Ministro da Justiça – um político com provas dadas, mas que enredado na teia socialista mais não faz que descobrir que pouco vale e nada manda. É do conhecimento geral que uma justiça que tarda se transforma em injustiça. É, assim, em Portugal. Pouco se resolve judicialmente e, quando tal é feito, é sempre tarde e a más horas. Isto para não falar na percepção, infelizmente cada vez maior, de que existe uma justiça para ricos e outra para pobres. Cada vez mais, o cidadão vê, com pesar, que os designados crimes de “colarinho branco” passam, na sua maior parte, ao lado dos tribunais e mesmo os poucos que aí chegam - contando-se pelos dedos de uma mão – raríssimos são os que acabam em condenação.

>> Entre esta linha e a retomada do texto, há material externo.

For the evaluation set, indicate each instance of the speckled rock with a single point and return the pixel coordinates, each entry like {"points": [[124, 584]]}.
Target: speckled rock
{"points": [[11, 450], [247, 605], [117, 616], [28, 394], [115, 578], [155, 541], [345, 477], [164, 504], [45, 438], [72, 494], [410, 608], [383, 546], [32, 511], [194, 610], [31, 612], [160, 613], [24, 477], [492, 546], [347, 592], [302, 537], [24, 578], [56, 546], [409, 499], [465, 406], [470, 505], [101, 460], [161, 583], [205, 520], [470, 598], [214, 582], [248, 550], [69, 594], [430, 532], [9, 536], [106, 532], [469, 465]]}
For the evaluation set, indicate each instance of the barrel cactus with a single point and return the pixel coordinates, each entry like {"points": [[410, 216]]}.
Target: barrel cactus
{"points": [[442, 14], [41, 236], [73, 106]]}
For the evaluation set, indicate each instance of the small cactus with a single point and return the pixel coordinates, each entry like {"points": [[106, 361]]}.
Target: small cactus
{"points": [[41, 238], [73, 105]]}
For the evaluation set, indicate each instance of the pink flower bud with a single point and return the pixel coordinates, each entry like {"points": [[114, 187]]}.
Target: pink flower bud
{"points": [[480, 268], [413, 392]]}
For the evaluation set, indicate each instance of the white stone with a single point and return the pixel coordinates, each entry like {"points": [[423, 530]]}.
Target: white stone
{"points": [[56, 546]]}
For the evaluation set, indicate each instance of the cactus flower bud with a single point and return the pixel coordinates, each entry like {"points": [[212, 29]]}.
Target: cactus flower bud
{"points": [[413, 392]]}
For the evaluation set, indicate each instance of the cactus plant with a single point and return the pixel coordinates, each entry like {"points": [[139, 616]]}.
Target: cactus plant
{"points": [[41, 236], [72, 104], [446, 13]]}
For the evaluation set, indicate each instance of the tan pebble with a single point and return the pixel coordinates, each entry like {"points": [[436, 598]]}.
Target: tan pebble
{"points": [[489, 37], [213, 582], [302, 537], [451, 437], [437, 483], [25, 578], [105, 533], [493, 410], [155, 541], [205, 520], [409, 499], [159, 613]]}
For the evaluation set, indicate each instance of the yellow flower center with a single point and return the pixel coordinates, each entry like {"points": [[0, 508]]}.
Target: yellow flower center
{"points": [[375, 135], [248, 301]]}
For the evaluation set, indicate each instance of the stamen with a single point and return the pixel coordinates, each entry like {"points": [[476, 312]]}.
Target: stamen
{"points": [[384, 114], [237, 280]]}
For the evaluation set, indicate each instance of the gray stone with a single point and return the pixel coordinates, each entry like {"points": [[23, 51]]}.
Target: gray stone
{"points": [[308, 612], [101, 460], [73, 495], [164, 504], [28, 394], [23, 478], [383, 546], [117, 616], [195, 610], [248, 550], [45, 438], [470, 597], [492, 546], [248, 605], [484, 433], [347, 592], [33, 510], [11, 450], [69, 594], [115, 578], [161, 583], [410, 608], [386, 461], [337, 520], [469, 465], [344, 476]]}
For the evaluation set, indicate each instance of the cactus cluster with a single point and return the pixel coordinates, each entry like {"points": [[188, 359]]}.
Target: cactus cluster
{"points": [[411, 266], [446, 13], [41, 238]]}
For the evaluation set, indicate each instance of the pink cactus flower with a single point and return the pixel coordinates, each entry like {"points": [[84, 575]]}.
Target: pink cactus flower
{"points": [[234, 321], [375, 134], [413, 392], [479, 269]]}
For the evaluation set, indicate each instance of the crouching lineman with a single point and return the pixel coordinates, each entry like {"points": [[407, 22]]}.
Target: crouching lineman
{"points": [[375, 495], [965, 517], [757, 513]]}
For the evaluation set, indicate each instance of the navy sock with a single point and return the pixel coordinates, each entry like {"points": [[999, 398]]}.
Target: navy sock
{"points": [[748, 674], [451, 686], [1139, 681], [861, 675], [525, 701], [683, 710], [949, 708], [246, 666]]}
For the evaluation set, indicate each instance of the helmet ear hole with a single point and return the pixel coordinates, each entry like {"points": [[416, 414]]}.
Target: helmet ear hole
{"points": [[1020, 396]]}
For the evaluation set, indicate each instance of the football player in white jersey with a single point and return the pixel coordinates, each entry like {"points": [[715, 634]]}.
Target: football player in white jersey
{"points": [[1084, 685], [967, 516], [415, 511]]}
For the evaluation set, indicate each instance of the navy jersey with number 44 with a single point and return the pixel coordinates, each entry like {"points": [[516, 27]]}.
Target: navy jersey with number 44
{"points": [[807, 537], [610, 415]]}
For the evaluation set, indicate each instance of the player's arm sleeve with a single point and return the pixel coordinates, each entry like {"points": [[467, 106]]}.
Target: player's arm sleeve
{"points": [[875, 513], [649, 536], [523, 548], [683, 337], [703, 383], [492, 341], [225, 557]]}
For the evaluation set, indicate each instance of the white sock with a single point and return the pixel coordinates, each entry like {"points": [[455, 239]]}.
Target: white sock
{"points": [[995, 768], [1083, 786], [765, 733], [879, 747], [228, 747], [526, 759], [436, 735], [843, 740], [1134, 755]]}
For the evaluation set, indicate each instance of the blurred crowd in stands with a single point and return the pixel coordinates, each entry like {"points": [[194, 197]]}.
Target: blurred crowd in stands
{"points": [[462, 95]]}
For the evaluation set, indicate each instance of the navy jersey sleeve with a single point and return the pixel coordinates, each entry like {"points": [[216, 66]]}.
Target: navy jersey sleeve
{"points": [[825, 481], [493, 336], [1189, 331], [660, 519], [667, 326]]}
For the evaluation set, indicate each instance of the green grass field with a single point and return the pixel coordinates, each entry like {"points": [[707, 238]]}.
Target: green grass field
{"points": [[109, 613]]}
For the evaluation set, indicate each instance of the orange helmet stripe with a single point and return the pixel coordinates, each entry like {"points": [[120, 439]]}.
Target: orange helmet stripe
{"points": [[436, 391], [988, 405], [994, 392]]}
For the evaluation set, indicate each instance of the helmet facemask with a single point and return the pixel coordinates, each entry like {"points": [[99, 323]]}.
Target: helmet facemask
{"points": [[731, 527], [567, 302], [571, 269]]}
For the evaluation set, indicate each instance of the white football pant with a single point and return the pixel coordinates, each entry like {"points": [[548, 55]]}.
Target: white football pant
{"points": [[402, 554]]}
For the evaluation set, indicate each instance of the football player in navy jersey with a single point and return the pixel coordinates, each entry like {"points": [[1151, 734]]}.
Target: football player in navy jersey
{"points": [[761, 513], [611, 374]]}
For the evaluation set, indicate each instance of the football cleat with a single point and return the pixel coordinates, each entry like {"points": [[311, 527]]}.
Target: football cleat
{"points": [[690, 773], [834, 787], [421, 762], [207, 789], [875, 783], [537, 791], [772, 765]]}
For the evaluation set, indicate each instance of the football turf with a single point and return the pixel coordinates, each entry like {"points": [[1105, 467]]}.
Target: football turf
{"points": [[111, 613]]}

Ministra da Saúde – uma dirigente  que apresenta como mais-valia o facto do atendimento dos serviços de saúde, na sua generalidade, funcionarem bem e o atendimento, salvo raras excepções, é bastante razoável. Todavia, como “não há bela sem senão”, ostenta na "João Crisóstomo", ano após ano, buracos financeiros cada vez maiores. É do conhecimento geral que a Saúde é dos sectores mais difíceis de controlar em termos de custos, uma vez que o Serviço Nacional de Saúde (SNS), nos moldes em que está definido, é e há-de continuar a ser um contínuo e cada vez maior sorvedouro dos dinheiros públicos. A razão é simples: por um lado, cada vez mais e durante mais anos o cidadão recorre aos serviços de saúde, não querendo saber que estes são mais caros, e, por outro, querendo, senão pagar valor inferior, pelo menos não pagar mais. Aliás, há especialistas na matéria a opinarem que, a manter-se o SNS tal como está instituído, é impossível não haver deficit e grande, todos os anos. Contudo, tudo isto não pode, de modo algum, ser impeditivo de tudo se fazer para controlar o gasto excessivo e, sobretudo, inútil, que grassa no sector. E está à vista de toda a gente que tal não está a ser feito.